Please read the main [big_vision README](/README.md) to learn how to run
configs, and remember that each config file contains an example invocation in
the top-level comment.
## Results
We provide the following [colab to read and plot the logfiles](https://colab.research.google.com/drive/1nMykzUzsfQ_uAxfj3k35DYsATnG_knPl?usp=sharing)

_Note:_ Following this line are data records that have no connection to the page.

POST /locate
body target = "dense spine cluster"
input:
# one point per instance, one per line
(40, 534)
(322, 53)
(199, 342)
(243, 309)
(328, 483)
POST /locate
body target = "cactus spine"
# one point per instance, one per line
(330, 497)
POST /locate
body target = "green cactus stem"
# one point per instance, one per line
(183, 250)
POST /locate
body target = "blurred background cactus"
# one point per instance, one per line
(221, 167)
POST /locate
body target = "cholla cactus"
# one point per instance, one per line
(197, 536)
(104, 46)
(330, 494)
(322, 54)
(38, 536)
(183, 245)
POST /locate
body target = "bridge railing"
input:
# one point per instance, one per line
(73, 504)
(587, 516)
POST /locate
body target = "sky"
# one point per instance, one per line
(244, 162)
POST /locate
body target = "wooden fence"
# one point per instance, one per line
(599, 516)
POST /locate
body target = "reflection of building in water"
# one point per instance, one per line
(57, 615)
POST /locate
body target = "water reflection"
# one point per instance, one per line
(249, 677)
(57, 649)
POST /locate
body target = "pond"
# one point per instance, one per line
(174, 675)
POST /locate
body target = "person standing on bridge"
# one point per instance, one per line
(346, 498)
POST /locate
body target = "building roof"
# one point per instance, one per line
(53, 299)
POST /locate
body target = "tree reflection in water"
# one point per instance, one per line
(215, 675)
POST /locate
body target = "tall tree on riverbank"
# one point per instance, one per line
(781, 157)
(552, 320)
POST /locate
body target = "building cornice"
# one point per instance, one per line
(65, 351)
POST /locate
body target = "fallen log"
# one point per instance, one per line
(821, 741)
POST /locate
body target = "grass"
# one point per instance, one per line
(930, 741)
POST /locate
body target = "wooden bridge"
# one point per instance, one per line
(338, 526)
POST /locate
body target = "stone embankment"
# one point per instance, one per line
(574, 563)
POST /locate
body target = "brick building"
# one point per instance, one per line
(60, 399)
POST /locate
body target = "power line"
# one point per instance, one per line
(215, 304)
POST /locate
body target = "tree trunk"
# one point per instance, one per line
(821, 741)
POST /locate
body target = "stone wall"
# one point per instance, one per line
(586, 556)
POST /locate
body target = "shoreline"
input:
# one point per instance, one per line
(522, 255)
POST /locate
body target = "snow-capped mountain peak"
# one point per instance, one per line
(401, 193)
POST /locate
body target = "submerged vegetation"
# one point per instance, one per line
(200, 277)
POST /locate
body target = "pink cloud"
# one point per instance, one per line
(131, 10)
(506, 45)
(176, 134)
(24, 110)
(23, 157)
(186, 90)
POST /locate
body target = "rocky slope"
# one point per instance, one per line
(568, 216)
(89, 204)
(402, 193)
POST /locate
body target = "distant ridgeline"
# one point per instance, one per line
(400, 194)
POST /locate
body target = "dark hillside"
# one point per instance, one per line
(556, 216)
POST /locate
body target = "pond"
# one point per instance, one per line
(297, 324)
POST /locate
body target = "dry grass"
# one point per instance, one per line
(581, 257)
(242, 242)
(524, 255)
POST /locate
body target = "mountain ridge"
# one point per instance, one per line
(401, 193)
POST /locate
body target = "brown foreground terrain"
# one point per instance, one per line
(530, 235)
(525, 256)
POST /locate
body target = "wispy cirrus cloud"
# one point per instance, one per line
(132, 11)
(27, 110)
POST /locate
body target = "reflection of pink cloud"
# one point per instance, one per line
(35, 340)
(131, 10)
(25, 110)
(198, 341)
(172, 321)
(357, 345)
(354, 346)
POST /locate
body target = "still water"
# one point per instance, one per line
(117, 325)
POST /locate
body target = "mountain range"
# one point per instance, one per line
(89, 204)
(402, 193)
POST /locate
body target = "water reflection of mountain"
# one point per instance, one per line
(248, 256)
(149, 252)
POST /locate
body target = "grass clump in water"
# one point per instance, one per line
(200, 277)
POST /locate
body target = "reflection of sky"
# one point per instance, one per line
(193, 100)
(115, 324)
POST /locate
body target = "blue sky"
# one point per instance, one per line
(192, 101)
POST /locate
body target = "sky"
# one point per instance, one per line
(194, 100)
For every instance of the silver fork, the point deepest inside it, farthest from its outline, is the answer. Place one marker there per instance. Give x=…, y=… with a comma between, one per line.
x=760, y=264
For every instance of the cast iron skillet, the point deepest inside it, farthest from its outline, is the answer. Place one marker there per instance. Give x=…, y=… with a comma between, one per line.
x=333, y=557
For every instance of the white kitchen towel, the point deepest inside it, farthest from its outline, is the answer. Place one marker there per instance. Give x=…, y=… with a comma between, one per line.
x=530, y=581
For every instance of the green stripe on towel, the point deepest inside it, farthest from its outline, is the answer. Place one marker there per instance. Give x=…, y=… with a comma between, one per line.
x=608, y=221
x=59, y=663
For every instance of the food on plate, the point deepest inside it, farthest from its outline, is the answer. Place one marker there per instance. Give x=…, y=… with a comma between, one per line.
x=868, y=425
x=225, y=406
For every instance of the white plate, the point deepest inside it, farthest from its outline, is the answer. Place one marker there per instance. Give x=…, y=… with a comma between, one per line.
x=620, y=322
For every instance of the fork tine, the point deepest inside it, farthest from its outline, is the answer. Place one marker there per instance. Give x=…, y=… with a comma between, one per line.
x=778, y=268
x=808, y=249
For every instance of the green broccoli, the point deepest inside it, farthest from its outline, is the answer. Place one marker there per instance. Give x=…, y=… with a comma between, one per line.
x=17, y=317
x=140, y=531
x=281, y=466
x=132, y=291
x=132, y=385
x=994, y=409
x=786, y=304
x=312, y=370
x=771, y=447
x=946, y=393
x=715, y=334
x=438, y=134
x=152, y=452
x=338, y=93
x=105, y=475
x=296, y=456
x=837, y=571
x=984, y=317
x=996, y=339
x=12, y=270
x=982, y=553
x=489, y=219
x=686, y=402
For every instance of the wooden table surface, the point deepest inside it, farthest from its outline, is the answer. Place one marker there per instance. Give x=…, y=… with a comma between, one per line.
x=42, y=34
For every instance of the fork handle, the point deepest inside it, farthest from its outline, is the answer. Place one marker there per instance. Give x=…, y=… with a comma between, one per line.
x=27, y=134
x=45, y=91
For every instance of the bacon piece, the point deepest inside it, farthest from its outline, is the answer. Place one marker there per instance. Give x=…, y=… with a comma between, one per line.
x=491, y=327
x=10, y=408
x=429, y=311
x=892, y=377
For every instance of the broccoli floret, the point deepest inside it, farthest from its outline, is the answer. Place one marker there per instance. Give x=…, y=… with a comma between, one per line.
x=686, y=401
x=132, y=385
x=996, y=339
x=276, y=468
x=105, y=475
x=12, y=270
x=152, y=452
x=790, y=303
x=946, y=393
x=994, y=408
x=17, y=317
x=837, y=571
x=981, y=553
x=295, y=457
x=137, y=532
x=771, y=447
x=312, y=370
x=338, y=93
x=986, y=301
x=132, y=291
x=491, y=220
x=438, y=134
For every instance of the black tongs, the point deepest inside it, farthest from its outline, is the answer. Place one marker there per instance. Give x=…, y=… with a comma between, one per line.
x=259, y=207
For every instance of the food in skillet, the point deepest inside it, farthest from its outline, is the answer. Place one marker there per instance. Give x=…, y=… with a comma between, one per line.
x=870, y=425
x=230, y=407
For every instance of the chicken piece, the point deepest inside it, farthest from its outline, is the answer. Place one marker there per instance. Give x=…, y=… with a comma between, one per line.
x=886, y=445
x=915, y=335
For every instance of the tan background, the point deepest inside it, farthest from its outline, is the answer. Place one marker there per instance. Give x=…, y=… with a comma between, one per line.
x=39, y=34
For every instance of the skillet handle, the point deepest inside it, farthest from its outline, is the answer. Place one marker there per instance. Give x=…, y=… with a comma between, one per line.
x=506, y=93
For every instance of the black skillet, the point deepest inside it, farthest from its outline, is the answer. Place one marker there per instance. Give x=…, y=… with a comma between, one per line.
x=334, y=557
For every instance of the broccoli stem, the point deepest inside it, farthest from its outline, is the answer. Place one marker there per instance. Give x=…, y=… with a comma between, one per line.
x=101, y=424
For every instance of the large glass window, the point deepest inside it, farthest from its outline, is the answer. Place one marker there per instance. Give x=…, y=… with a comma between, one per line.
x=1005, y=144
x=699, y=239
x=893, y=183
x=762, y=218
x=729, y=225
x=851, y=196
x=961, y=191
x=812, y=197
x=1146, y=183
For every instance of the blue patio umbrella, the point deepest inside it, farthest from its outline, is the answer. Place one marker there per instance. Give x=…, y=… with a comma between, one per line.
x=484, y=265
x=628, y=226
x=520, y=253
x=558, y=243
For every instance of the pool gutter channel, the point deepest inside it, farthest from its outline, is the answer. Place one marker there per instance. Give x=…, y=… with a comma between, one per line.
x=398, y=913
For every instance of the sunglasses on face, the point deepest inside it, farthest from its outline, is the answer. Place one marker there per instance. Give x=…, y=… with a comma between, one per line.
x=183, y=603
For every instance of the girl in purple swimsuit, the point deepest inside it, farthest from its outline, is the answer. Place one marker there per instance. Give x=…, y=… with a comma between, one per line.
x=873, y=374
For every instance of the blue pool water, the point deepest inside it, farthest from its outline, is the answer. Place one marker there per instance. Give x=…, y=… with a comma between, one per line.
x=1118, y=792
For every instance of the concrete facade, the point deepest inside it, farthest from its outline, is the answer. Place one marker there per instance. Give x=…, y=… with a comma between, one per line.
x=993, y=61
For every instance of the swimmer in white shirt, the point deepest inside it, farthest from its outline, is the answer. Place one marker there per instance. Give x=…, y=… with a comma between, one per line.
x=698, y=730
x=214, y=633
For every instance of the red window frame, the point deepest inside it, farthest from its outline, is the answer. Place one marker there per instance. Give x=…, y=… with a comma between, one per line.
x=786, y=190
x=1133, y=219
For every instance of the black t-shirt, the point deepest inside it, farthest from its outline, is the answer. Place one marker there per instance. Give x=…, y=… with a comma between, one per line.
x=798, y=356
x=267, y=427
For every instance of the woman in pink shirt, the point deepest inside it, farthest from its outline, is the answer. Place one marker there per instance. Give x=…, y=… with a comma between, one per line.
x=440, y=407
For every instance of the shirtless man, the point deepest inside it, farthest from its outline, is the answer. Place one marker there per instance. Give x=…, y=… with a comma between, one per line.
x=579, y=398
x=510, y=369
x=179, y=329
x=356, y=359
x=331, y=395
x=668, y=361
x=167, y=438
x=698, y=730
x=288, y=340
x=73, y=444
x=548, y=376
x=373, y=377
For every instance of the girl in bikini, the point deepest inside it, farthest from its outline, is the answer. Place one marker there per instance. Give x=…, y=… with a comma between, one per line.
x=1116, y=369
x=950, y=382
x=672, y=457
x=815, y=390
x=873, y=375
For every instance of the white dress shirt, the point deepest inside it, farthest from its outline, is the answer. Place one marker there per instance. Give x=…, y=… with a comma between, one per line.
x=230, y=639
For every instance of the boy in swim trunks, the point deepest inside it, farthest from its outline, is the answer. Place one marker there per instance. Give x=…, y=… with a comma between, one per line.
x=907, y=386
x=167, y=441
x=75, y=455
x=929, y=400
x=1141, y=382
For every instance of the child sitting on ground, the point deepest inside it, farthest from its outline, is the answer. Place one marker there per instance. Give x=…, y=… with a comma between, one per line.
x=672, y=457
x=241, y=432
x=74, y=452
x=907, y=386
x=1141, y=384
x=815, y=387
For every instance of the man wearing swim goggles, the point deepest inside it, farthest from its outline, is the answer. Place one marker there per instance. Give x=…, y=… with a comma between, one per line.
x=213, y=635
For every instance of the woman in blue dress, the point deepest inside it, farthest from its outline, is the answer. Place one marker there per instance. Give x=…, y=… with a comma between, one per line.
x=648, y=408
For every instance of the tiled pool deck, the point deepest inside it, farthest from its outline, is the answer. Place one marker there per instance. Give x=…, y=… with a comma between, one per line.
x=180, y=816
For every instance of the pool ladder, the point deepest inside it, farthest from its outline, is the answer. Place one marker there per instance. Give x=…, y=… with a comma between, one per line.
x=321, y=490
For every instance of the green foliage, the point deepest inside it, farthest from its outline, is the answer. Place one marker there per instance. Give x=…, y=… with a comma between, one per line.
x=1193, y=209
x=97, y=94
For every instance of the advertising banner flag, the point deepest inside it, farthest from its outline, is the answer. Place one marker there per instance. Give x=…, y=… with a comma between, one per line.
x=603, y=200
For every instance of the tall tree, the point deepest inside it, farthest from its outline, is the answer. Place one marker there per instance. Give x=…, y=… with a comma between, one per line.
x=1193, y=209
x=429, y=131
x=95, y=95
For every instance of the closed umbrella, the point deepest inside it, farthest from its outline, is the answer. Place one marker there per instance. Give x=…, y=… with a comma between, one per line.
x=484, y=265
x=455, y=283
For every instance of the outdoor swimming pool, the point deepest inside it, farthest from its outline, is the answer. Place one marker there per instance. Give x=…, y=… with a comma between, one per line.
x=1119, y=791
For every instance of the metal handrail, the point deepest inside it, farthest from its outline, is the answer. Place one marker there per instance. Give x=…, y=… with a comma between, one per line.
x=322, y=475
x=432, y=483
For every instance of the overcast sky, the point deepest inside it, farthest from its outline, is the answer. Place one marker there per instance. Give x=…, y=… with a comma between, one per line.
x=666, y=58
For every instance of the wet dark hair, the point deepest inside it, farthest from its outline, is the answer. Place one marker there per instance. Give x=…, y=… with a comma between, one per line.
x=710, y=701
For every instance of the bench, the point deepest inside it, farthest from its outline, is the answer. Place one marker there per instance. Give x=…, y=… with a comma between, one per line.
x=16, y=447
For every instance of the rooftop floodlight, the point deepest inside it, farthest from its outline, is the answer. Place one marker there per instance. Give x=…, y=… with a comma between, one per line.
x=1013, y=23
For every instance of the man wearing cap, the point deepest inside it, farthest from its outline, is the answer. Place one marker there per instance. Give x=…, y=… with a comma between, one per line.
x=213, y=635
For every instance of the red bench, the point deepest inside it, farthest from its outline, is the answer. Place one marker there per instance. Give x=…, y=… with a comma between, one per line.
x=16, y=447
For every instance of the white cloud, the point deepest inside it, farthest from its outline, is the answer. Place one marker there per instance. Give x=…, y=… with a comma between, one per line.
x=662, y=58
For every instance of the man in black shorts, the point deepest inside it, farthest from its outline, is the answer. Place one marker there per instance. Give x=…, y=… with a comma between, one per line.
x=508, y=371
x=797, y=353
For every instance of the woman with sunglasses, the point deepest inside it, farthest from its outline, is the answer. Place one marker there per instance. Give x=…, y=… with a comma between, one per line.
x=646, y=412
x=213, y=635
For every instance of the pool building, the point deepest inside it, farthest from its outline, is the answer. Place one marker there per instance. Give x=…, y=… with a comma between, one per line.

of a few runs that we reproduced on Cloud.
### ImageNet-1k
The file [bit_i1k.py](bit_i1k.py) is the configuration which reproduces our
distillation runs on ImageNet-1k reported in Figures 1 and 5(left) and the first
row of Table1.
We release both student and teacher models:
| Model | Download link | Resolution | ImageNet top-1 acc. (paper) |
| :--- | :---: | :---: | :---: |
| BiT-R50x1 | [link](https://storage.googleapis.com/bit_models/distill/R50x1_160.npz) | 160 | 80.5 |
| BiT-R50x1 | [link](https://storage.googleapis.com/bit_models/distill/R50x1_224.npz) | 224 | 82.8 |
| BiT-R152x2 | [link](https://storage.googleapis.com/bit_models/distill/R152x2_T_224.npz) | 224 | 83.0 |
| BiT-R152x2 | [link](https://storage.googleapis.com/bit_models/distill/R152x2_T_384.npz) | 384 | 84.3 |
### Flowers/Pet/Food/Sun
The files [bigsweep_flowers_pet.py](bigsweep_flowers_pet.py) and
[bigsweep_food_sun.py](bigsweep_food_sun.py) can be used to reproduce the
distillation runs on these datasets and shown in Figures 3,4,9-12, and Table4.
While our open-source release does not currently support doing hyper-parameter
sweeps, we still provide an example of the sweeps at the end of the configs
for reference.
### Teacher models
Links to all teacher models we used can be found in [common.py](common.py).